Kalman Filter
Hello. I hope you are doing well. Today we will walk through explanation and derivation of famous Kalman Filter (KF).
Gaussian Filters
All the filters that are based on Gaussian filter is usually called Gaussian filters. Gaussian filters mainly work with multivariate gaussian distribution. Pdf of multivariate gaussian distribution can be get by this equation.
$$ p(x) = det(2\pi \Sigma)^{-\frac{1}{2}} \exp(-\frac{1}{2}(x-\mu)^T \Sigma^{-1}(x-\mu))$$
In the place of standard deviation, as in one dimensional gaussian distributio, here, we have \(\Sigma\) covariance matrix which quadratic matriz and has n x n shape where n is the size of x vector. Furthermore, the mean \(\mu\) is mean vector of xs.
According to the parameterization Gaussian filters have two discrete types:
- Moments parameterization (Parameterization of Gaussian filter using Σ and μ)
- Canonical parameterization(natural parameterization).
Kalman filter
Kalman filter(KF) is a moments parameterization kind of Gaussian Filter which is special form of Bayes Filter. So KF obeys Bayesian Filter equation.
$$bel(x_t) = \eta p(z_t | x_t) \int P(x_t | x_{t-1}, u_t) bel(x_{t-1}) d(x_{t-1})$$
Similar to Bayesian Filter it also finds the likelihood of current state based on all the actions that we have performed so far and all the observations we have collected so far. If you recall ,the bayesian filter, we used Markov assumption to state that a) current state only depends on previous estimate and current action. b) current observation only depends on current estimate.
The system of KF assumes these properties:
- The state transition must be linear:
- Measurement equation must also be linear.
- Initial belief must be normally distributed
- \[bel(x_0) = p(x_0) = det(2\pi \Sigma_0)^{-\frac{1}{2}} \exp(-\frac{1}{2}(x_0-\mu_0)^T \Sigma_0^{-1}(x_0-\mu_0))\]
Now lets define the system that KF uses.
Let’s say you have a robot or something like that with noisy sensor, and you want to track its position or some value considering the previous estimate and current action.
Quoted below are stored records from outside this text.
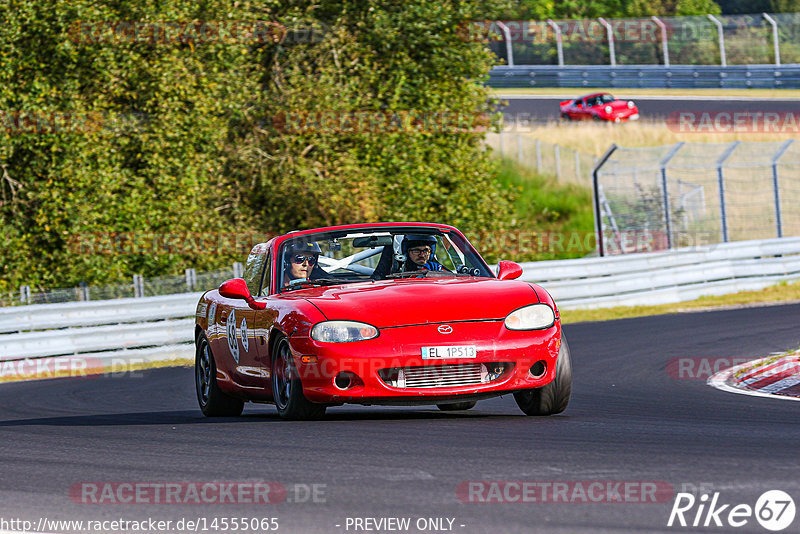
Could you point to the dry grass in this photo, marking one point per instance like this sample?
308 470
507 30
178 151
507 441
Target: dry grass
595 138
780 293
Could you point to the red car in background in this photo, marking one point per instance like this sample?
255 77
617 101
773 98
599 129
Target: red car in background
365 326
599 107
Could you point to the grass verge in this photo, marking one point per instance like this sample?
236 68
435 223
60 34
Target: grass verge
595 137
551 219
780 293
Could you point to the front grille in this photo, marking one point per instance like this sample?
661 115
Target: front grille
442 376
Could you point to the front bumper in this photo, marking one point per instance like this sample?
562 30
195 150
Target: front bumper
375 363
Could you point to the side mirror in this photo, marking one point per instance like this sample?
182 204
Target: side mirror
236 288
508 270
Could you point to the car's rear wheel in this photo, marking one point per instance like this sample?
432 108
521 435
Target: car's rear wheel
456 406
554 397
213 402
287 390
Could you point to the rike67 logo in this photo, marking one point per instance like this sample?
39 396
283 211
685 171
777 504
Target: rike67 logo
774 510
As well as that, you may want to correct the estimation of the position or some other value based on current observation so that errors get attenuated as much as possible.
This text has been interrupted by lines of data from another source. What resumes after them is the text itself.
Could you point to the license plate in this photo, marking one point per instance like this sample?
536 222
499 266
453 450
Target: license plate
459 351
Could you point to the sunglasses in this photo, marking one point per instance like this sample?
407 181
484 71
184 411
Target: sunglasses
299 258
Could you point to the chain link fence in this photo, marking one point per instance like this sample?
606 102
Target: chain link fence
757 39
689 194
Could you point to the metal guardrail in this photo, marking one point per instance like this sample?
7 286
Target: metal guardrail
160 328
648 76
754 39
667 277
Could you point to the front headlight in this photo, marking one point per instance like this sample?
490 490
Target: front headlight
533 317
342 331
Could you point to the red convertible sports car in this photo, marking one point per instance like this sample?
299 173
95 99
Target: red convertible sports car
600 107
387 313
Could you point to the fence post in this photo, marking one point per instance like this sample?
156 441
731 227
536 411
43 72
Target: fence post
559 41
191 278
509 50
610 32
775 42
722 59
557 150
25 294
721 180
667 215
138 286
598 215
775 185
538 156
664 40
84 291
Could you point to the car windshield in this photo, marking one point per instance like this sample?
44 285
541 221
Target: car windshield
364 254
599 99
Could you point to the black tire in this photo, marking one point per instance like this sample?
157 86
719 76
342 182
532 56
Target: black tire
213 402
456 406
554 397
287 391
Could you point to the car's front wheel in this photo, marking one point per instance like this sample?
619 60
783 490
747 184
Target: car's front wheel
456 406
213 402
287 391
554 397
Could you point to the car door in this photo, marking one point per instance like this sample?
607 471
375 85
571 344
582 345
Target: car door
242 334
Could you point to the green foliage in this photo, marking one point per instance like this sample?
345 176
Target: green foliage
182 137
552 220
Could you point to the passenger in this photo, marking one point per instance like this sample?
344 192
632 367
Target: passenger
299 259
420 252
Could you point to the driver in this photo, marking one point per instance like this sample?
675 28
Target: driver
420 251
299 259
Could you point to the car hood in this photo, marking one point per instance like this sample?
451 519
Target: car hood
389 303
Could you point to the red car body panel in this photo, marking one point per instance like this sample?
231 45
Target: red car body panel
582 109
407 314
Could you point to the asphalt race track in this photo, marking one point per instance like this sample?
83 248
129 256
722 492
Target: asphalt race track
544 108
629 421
- Then you have to estimate its mean every time based on previous estimate and change it according to current observation.
System transition can be obtained using this equation.
$$x_t = A_t x_{t-1} + B_t u_t + \varepsilon_t$$
\(x_t \epsilon R^n\) is state vector which stores the values we want to track.
\(x_{t-1} \epsilon R^n\) is previous state vector.
\(u_t \epsilon R^m\) is action vector which defines the physics of the model. For example if we have an acceleration then we can define it in this vector.
\(A_t \epsilon R^{nxn}\) is state mapping matrix which linearly map the previous state so that new estimate is obtained. For example if we hae x coordinate and \(v_x\) speed then we can add ,assuming the time unit as 1, \(v_x\) to x by using this matrix.
\(B_t \epsilon R^{nxm}\) is here to map current action so that specific action gets added to specific state variable.
\(\varepsilon_t\) is state transition noise.
Observation equation can be obtained using this equation.
$$z_t = C_t x_t + \delta_t$$
\(z_t \epsilon R^n\) is observation vector which stores sensor measurements or any other noisy value that we need to track. This equation is just an assumption that sensor observation is just an actual value plus some added noise.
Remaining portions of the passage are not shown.